Which begs the question: what do I like? I don't think I can entirely put it into words. Both, I think: the exercise of skill, but the exercise of skill in order to communicate something felt. Or, at least, something that feels as though it's felt. Norman Mailer goes some way towards explaining it in Advertisements For Myself:
"...our attempt to see – to see and to see hard, to smell, even to touch, yes to capture that nerve of Being which may include all of us, that Reality whose existence may depend on the honest life of our work, the honour of ourselves which permits us to say no better than we have seen."

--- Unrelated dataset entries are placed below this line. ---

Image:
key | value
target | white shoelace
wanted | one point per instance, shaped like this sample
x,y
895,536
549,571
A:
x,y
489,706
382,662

I'm sure there are people already thinking up a counter-argument, or at least shaking their heads, but this makes sense to me. Dig into this week's pages and see what you think. Me? I think that all of our contributors do this. All but one. We have the exceptional good fortune to be able to feature a track by Fela Kuti that has only just been released. It's a very early example of his music; proto-Kuti, if you like. He doesn't sound exactly like himself nor does he seem particularly interested in excavating anything. But it shows him, expert and eager, right at the beginning of his journey. Very exciting, I think, and not dissimilar to some of the writers that are featured here. Enjoy.